Âşık Şiirine Giriş
ÂŞIK ŞİİRİNE GİRİŞ
Halk edebiyatı ürünlerinin en önemli özelliği, ilk anlatıcı veya söyleyicilerinin bilinmemesi ya da biliniyorsa unutulmuş olmasıdır. İlk söyleyicilerin ortaya koymuş oldukları bu metinlerin özgün şekillerine bugün sahip değiliz. Dilden dile, nesilden nesile sadece sözle geçen bu ürünler zamanla unutulmuş veya yeni eklemelerle anonimleşmiştir. Burada şunu da belirtelim ki, yeni şartlar ve yeni olaylar yeni ürünlerin ortaya çıkmasını sağlamıştır.
Bu sebeple âşık şiirini, anonim edebiyatla başlatmakta yarar olduğuna ve bunun ilk örneklerinin de İslamiyet öncesinde aranması gerektiğine inanıyoruz. Bu husustaki en önemli ürünler de daha çok yas törenleriyle ilgili olanlardır. Yas törenlerine bağlı olarak söylenen ağıtların söyleyicileri kadınların yanı sıra, o dönemin ozanlarından başkası değildi.
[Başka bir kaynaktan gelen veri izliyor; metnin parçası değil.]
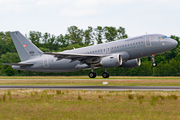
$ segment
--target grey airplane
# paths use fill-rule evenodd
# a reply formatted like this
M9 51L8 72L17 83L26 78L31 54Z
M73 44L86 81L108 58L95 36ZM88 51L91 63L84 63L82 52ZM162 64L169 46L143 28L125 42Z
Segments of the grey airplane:
M89 77L95 78L95 68L104 67L103 78L108 78L107 68L134 68L141 64L140 58L151 56L152 65L157 64L154 56L171 50L177 41L162 34L149 34L113 42L67 50L63 52L42 52L19 31L11 32L12 40L21 62L5 63L15 70L39 72L70 72L90 69Z

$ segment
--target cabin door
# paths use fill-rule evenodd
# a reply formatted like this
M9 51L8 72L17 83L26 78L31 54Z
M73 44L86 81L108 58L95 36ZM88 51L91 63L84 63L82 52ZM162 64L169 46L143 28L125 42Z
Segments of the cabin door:
M145 46L146 47L151 47L151 36L145 36Z

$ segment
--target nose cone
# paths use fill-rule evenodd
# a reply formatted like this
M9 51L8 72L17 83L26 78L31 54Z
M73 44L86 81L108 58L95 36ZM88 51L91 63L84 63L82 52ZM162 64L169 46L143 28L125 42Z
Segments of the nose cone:
M172 48L175 48L176 46L177 46L177 44L178 44L178 42L176 41L176 40L174 40L174 39L170 39L170 44L171 44L171 47Z

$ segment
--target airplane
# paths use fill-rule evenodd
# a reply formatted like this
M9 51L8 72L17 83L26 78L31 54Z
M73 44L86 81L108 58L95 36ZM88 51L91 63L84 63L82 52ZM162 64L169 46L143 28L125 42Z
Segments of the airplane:
M107 68L134 68L141 65L140 58L154 57L175 48L178 42L162 34L148 34L63 52L42 52L19 31L10 32L21 62L4 63L15 70L39 72L70 72L91 69L90 78L95 78L95 68L104 67L103 78L110 75Z

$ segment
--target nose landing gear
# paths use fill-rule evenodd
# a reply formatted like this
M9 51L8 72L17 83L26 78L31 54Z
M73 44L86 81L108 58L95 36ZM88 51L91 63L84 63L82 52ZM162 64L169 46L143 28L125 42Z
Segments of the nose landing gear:
M155 55L152 54L152 56L151 56L151 59L152 59L152 66L153 66L153 67L156 67L156 66L157 66L157 63L155 63L154 57L155 57Z

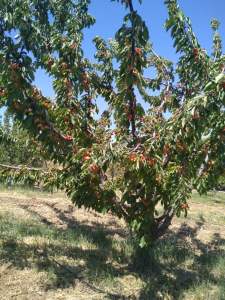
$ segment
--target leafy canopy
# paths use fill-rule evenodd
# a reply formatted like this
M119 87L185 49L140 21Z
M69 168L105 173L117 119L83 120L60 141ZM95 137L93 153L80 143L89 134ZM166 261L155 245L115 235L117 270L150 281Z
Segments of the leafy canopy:
M179 54L173 64L154 52L132 0L117 0L127 9L123 24L110 42L94 39L90 61L82 49L83 30L95 22L89 2L0 2L1 105L57 166L47 181L78 206L125 218L144 247L187 213L193 188L207 192L224 168L219 23L211 24L209 55L177 1L165 0L165 27ZM38 68L53 79L55 99L35 87ZM108 105L99 119L97 97Z

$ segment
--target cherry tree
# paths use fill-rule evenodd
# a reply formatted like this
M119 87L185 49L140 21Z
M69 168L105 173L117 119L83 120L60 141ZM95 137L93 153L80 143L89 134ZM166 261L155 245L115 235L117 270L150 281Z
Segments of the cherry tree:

Türk şiirinin başlangıcı veya Türk şiirinin tarihi üzerinde yerli ve yabancı pek çok araştırıcı görüş bildirmiştir. Bunlar arasında; C. Brockelmann, İ. V. Stebleva, F. Y. Korş, Mehmet Fuad Köprülü, Reşit Rahmeti Arat, Talat Tekin vb. sayılabilir.
Bunlardan İ. V. Stebleva’ya göre Orhun Anıtları’nın tamamı, F. Y. Korş’a göre ise bir kısmı manzumdur. Reşid Rahmeti Arat Turfan kazıları sonucunda ortaya çıkan metinleri bir araya getirmiş ve Eski Türk Şiiri (Ankara 1965) adlı bir eseri edebiyat dünyamıza kazandırmıştır. Arat, ayrıca koşuğ, kojan, koşma, takşut, takmak, ır ve yır, küg, şlok, padak, kavi, baş ve başik gibi kavramları bilim adamlarının kullanımına sunmuştur (Arat 1965: XI-XX). Arat; kitabında Mani, Burkan, İslam edebî muhitlerine ait şairler ve onların öz geçmişlerini tespit eden şiirlerini bir araya getirmiştir. Bu şairler Aprınçur Tigin, Kül Tarkan, Sıngku Seli Tutung, Ki-Ki, Pıratyaya-Şiri, Asıg Tutung, Çısuya Tutung, Kalım Keyşi ve Kutadgu Bilig sahibi Yusuf Has Hacib (Arat 1965: XX-XXII)’dir.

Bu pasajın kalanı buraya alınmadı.